Samba wood is obtained from the tropical tree with the scientific name of Triplochiton scleroxylon, a species native to western and central Africa and with a height ranging between 30 and 65 meters. Depending on the country, the wood receives one or another name: abachi or obeche in Nigeria, wawa in Ghana, ayous in Cameroon and samba in Ivory Coast.
The colour of the samba wood varies from white to pale yellow in the whole cross section, so that the sapwood is hardly distinguishable from the heartwood.
The samba wood is a soft timber, so although its handwork is easy, the nails grip is weak. A pore covering is recommended before its finish, due to its grain of a medium-thick size, and its vein generally straight.

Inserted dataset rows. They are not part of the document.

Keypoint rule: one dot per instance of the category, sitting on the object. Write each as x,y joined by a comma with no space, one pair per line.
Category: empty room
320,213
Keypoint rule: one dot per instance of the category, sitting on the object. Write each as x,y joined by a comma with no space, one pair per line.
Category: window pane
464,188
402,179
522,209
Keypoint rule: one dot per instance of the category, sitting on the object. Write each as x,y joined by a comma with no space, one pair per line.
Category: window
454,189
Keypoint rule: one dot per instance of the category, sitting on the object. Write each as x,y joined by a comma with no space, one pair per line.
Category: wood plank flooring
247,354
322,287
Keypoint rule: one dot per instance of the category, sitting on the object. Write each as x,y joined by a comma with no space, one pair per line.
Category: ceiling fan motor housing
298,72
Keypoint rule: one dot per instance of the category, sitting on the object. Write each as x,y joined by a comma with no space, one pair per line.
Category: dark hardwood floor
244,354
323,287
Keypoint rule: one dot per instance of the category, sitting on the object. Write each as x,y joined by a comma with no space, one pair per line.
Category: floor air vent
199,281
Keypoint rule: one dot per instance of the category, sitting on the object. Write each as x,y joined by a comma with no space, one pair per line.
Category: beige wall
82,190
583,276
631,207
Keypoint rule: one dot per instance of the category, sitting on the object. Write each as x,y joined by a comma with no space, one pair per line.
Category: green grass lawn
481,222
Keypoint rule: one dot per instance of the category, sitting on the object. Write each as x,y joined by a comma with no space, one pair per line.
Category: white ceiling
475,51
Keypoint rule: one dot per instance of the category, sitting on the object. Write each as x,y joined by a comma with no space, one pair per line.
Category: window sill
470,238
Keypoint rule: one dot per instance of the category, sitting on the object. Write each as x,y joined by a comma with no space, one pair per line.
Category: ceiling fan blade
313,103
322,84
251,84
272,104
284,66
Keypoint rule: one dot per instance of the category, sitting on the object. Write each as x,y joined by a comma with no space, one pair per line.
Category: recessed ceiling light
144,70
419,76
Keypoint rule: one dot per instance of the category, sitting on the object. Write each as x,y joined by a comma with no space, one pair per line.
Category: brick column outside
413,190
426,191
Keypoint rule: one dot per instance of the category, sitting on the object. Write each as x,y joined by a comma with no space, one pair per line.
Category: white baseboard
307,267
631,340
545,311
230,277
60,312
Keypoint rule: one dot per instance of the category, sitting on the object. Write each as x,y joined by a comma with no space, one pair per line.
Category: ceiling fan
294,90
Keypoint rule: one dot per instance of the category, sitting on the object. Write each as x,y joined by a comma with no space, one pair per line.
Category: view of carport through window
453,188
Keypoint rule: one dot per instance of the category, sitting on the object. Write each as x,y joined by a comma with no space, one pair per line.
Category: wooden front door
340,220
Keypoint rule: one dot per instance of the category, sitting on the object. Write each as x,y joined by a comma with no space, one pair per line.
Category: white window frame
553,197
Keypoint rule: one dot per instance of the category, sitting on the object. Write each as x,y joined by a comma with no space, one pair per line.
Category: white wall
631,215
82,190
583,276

The samba wood has a very little retention to the temperatures, which makes it virtually immune to the putrefaction or wearing because of the weather. However, it is necessary to do a chemically treatment, because it is very vulnerable to be attacked by woodworms.
The trending trade name to denominate the samba wood is obeche, which is currently a very exploited species and at risk of exhausting their plantations. Its material it is especially wanted because of the absence of either splinters in its surface nor resins in their composite, and it can be worked very easily because its possibility of deformation is minimal. It is simple to work it in a mechanized way and although the gluing presents no problem, the grip of nails is weak.
The samba wood has its more specialized application in the construction of the interior parts of the saunas, especially where you can touch the skin. It is used to build interior moldings, friezes, light furniture, particle boards, vein and edges. In addition, samba timber is a good material for quality frames for oil paintings, drawings and watercolors.